TERRA.WIRE
Cyclone closes in on Bangladesh, India
DHAKA, Nov 15 (AFP) Nov 15, 2007
Authorities in Bangladesh and eastern India raced Thursday to evacuate hundreds of thousands of people from vulnerable coastal areas as a powerful cyclone closed in.

Cyclone Sidr, which is moving north over the Bay of Bengal and packing ferocious winds of up to 200 kilometres (130 miles) per hour and torrential rains, is expected to hit land between 9:00 pm (1530 GMT) and midnight.

The first area to be lashed will be around the Sunderbans, a vast mangrove forest straddling the India-Bangladesh border. The coastal area is also home to many poor fishing communities and the endangered Royal Bengal tigers.

"We started evacuating people from vulnerable coastal areas and our volunteers are using microphones asking people to take shelter in cyclone shelters," said Asraf Shameen, an administrative chief in Bangladesh.

Officials also travelled by speedboat to islands to warn residents to evacuate. The area's many coastal islands, whose shifting sand banks are home to some of the world's poorest people, are thought most at risk from the storm.

"The houses are made of only tin, bamboo and straw, which cannot withstand storms," said another Bangladeshi district administrator, Mohammad Monjur-e-Elahi.

The cyclone, visible in satellite images as a huge swirling white mass over the Bay of Bengal, was set to unleash tidal surges of up to six metres (20 feet) in some areas, Bangladesh weather official Bazlur Rashid said.

"The storm is still strong and we expect it to hit in the evening. The most vulnerable districts are Khulna and Barisal," he said. The two areas are in southern Bangladesh, between the capital Dhaka and the Indian city of Kolkata.

In 1970, some half a million people died when a cyclone hit Bangladesh, while an estimated 138,000 people died in a cyclonic tidal wave in 1991.

The lower death toll in 1991 was attributed to a network of cyclone shelters and a warning system introduced after the 1970 disaster.

Fishing boats have been ordered to remain in port until further notice and in Khulna alone, 250,000 people were being moved to shelters and medical teams were in place.

Supplies of dried food were also being stockpiled and the army and navy were on stand-by, a Bangladeshi official said.

Chittagong airport and sea port, to the east of the cyclone's path, were also closed.

Officials were also on high alert in neighbouring India's coastal states of West Bengal and Orissa.

"The cyclone has a diameter of about 500 kilometres with a wall of clouds about 200 kilometres tall," Ladu Ram Meena, deputy director of the weather centre for India's eastern region, told AFP.

"Cyclone Sidr is moving very fast.

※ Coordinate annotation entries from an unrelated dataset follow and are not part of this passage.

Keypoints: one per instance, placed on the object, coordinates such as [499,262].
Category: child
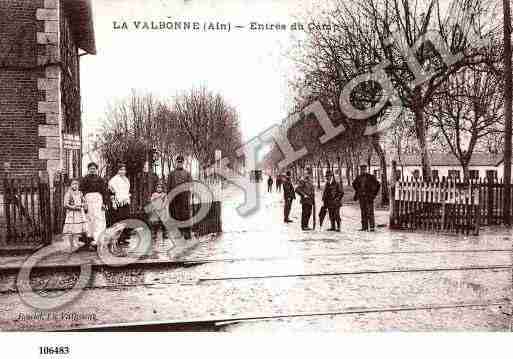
[75,224]
[157,200]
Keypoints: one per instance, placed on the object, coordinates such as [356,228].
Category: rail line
[215,324]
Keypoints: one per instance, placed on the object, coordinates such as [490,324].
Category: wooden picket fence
[448,205]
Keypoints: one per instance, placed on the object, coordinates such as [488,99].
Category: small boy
[157,199]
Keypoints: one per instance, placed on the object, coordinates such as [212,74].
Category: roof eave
[81,13]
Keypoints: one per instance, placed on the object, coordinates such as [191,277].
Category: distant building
[447,165]
[41,42]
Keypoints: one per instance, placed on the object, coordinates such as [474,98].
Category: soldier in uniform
[288,196]
[307,192]
[278,182]
[366,188]
[270,184]
[332,199]
[180,205]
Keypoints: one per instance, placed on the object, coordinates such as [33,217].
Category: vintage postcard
[255,166]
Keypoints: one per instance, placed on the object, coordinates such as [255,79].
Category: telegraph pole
[507,112]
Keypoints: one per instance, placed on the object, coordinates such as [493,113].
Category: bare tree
[466,109]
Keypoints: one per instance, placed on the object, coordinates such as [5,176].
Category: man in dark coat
[278,182]
[270,184]
[307,192]
[180,205]
[332,199]
[94,189]
[366,188]
[288,196]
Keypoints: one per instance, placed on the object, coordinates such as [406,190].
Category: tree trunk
[385,200]
[466,172]
[319,173]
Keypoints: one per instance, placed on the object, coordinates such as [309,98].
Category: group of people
[88,199]
[366,188]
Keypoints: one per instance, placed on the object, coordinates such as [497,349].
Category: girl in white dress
[75,224]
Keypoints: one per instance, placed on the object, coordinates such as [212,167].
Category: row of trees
[143,129]
[439,65]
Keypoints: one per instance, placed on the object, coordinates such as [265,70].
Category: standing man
[119,186]
[278,182]
[332,198]
[180,205]
[94,189]
[366,188]
[307,192]
[288,196]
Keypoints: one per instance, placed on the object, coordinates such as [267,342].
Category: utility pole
[507,112]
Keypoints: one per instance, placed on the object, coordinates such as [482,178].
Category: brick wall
[19,94]
[39,87]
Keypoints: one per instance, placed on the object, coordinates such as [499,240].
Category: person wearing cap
[180,205]
[119,186]
[366,188]
[278,182]
[289,195]
[307,193]
[332,199]
[94,189]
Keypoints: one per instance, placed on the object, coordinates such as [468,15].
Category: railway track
[216,324]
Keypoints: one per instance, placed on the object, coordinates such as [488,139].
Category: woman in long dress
[94,189]
[119,186]
[75,224]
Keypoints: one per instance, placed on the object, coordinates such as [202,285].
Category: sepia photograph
[240,166]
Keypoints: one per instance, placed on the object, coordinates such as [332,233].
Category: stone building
[41,42]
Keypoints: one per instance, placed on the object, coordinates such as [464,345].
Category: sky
[248,67]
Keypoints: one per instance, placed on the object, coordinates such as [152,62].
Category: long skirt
[75,223]
[95,215]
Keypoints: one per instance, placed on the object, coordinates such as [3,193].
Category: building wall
[19,93]
[443,171]
[70,99]
[32,82]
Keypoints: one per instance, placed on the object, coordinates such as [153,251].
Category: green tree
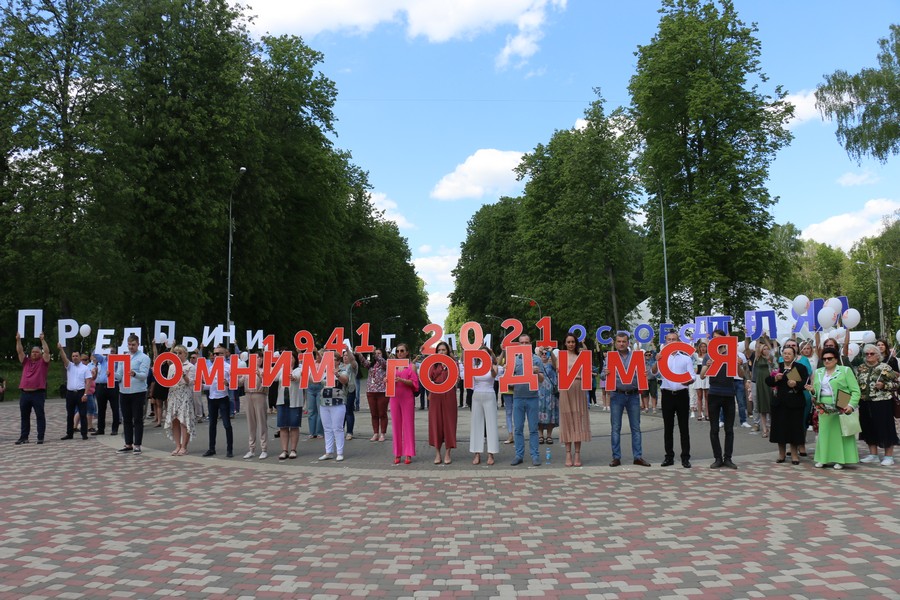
[708,137]
[866,105]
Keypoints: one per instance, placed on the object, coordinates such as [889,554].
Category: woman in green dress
[832,446]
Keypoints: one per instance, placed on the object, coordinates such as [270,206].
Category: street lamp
[662,221]
[880,302]
[241,171]
[532,300]
[357,302]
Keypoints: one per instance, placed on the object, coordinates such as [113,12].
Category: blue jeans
[740,392]
[618,403]
[523,407]
[29,401]
[313,391]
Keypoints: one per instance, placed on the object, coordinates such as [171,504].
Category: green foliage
[866,105]
[124,125]
[708,136]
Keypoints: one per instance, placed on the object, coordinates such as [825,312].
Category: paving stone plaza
[80,521]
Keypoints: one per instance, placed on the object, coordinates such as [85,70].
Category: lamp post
[356,303]
[662,223]
[532,300]
[880,301]
[241,171]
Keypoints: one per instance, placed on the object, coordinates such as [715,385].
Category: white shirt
[678,363]
[75,376]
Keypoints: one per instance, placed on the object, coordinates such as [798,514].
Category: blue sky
[438,99]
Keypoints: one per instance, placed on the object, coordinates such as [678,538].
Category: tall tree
[709,135]
[866,105]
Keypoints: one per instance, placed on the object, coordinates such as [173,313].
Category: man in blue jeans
[627,397]
[525,403]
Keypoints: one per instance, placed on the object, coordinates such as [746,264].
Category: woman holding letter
[788,426]
[835,392]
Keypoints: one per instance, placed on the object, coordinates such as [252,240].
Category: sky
[439,99]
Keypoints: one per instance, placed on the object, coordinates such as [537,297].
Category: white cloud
[487,172]
[381,202]
[434,20]
[850,179]
[436,270]
[844,229]
[804,107]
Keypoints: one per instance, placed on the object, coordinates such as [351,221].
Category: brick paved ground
[79,521]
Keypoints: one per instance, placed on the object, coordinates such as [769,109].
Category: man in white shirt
[676,403]
[76,397]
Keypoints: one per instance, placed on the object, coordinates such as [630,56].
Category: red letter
[717,359]
[452,375]
[157,369]
[471,371]
[308,370]
[272,365]
[663,362]
[528,375]
[249,371]
[394,365]
[615,366]
[125,359]
[209,375]
[582,364]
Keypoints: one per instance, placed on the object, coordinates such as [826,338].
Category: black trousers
[73,400]
[107,395]
[133,406]
[726,404]
[676,404]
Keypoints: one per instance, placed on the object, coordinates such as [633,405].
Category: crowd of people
[780,391]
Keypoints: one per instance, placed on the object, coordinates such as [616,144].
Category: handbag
[850,424]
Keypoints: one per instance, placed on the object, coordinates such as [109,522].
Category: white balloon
[835,305]
[850,318]
[801,304]
[826,317]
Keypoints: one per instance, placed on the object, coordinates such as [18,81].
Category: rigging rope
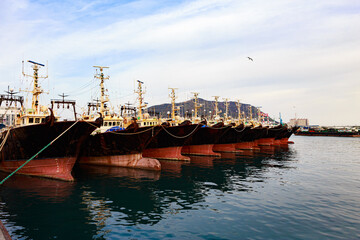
[182,136]
[4,141]
[37,153]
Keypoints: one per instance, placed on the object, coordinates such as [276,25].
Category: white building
[301,122]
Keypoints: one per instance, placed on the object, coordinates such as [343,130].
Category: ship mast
[216,107]
[226,108]
[140,93]
[196,105]
[250,112]
[103,98]
[259,114]
[36,88]
[238,105]
[173,108]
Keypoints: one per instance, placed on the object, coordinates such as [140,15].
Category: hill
[207,109]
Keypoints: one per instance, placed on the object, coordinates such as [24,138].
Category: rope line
[149,129]
[37,153]
[180,137]
[4,141]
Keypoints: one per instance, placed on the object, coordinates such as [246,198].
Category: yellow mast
[259,115]
[140,93]
[226,108]
[173,108]
[103,98]
[250,112]
[216,107]
[238,104]
[36,88]
[196,105]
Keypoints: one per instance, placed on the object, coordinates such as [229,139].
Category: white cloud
[303,53]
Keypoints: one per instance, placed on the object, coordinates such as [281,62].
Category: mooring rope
[37,153]
[120,133]
[180,137]
[4,141]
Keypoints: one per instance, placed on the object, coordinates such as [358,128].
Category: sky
[306,54]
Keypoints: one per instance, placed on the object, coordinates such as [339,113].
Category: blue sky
[306,53]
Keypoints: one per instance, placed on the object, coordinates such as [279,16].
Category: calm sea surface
[309,191]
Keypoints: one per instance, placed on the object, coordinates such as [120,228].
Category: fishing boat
[169,142]
[39,144]
[119,147]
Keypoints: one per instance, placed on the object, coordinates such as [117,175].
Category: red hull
[265,141]
[170,153]
[247,146]
[201,150]
[130,160]
[229,147]
[56,168]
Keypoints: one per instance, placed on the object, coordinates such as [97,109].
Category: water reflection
[107,199]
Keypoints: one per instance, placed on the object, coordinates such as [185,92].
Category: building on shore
[301,122]
[8,115]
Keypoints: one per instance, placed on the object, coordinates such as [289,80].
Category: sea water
[310,190]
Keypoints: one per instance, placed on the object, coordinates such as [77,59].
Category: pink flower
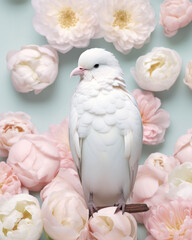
[155,120]
[175,14]
[183,148]
[9,182]
[60,133]
[65,216]
[13,125]
[154,175]
[150,237]
[170,220]
[188,75]
[65,179]
[68,163]
[35,160]
[105,225]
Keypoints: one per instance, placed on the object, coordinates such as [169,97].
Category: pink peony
[154,175]
[105,225]
[175,14]
[68,163]
[183,148]
[65,216]
[60,133]
[170,220]
[9,182]
[155,120]
[35,160]
[150,237]
[65,179]
[13,125]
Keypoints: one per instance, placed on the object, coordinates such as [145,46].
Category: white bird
[105,131]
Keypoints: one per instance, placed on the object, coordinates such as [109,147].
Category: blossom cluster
[66,24]
[164,184]
[43,162]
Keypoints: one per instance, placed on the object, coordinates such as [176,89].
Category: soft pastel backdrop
[53,104]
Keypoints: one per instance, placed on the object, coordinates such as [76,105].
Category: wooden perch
[133,208]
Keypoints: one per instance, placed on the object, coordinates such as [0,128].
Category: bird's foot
[91,206]
[120,204]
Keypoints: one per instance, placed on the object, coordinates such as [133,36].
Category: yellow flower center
[121,19]
[67,18]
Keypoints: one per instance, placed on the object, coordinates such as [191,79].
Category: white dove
[105,131]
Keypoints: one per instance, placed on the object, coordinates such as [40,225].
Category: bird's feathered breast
[103,106]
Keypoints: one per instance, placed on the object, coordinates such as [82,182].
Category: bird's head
[97,63]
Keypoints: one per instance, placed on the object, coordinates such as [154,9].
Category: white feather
[105,130]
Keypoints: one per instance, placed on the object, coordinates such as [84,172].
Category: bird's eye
[96,65]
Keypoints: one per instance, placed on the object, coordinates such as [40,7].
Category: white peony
[126,24]
[66,23]
[20,218]
[180,182]
[65,215]
[33,67]
[158,69]
[188,75]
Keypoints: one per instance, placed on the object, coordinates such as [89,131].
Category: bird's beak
[78,71]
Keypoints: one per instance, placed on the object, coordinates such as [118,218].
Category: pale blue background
[52,105]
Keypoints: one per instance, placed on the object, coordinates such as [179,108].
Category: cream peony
[66,23]
[65,216]
[105,225]
[20,218]
[180,182]
[33,68]
[126,24]
[188,75]
[158,69]
[13,125]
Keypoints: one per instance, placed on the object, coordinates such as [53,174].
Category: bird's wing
[133,135]
[74,139]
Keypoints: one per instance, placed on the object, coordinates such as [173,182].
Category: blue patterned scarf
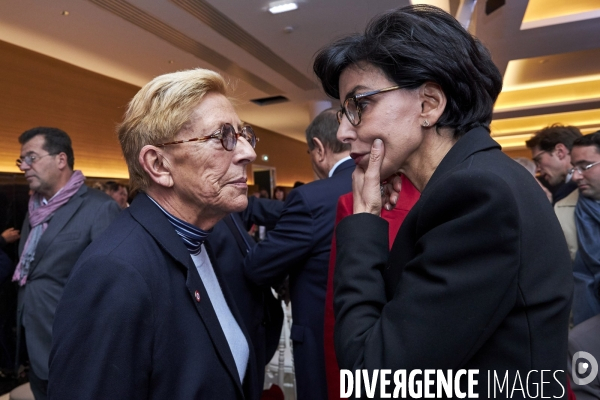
[586,268]
[192,236]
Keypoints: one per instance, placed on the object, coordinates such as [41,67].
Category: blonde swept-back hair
[159,111]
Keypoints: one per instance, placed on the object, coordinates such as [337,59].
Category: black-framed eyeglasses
[538,157]
[226,134]
[31,159]
[352,107]
[581,170]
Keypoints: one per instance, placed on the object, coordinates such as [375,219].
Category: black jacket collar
[474,141]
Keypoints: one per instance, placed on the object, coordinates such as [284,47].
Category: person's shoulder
[587,329]
[569,201]
[124,238]
[96,196]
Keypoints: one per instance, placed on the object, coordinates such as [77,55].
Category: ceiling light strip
[151,24]
[227,28]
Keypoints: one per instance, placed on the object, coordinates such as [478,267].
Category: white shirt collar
[337,164]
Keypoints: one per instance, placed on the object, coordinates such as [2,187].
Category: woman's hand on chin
[366,186]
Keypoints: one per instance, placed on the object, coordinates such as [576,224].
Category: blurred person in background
[64,217]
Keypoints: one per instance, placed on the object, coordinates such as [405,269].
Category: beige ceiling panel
[226,27]
[555,94]
[588,119]
[546,9]
[153,25]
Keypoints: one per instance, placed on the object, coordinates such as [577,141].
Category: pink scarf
[39,215]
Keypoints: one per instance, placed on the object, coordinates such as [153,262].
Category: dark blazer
[136,322]
[478,277]
[261,312]
[299,246]
[72,228]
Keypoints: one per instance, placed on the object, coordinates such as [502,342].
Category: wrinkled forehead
[35,145]
[212,113]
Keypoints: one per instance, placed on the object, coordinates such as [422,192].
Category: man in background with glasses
[585,158]
[299,246]
[64,217]
[551,153]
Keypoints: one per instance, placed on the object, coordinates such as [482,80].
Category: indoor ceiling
[548,50]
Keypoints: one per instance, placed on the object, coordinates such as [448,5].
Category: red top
[408,197]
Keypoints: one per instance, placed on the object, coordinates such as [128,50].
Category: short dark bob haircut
[417,44]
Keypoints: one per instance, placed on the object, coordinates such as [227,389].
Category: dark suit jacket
[261,312]
[72,228]
[299,246]
[135,320]
[478,277]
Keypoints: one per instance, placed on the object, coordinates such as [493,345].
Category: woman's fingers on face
[373,171]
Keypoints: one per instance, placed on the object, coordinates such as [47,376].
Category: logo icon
[578,369]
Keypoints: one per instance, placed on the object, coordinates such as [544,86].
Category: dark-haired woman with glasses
[147,313]
[479,274]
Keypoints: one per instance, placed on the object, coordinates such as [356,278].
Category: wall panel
[41,91]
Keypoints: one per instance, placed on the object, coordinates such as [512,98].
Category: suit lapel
[251,370]
[474,141]
[156,223]
[56,224]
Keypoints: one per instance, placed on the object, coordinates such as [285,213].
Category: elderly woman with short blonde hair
[146,313]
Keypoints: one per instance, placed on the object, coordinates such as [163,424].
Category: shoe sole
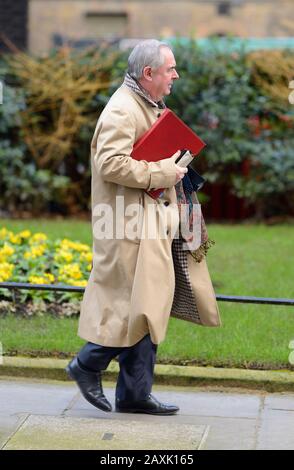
[170,413]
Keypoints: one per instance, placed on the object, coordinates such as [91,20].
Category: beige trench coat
[131,286]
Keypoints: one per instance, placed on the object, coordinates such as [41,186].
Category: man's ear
[147,73]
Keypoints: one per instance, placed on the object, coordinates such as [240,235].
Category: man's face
[164,76]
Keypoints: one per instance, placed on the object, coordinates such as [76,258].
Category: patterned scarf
[185,190]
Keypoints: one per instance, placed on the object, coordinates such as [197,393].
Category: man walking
[128,299]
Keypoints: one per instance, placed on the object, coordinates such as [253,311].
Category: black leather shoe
[150,406]
[90,385]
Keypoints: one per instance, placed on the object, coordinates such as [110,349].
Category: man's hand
[180,172]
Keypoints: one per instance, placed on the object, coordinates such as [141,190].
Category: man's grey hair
[146,53]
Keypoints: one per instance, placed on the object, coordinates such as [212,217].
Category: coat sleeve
[115,140]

The speed of the cyclone may intensify further towards evening."

Authorities in India have been told to halt rail and other transportation in some areas due to the likelihood of heavy floods, Meena added. Large-scale damage to power and communication lines was also expected.

Kanti Ganguly, a West Bengal state minister, told AFP that 50,000 people had been evacuated from the area, with a similar number still being moved to safer ground.

The cyclone is expected to fizzle out on Saturday over India's northeastern state of Assam and just south of the mountain kingdom of Bhutan.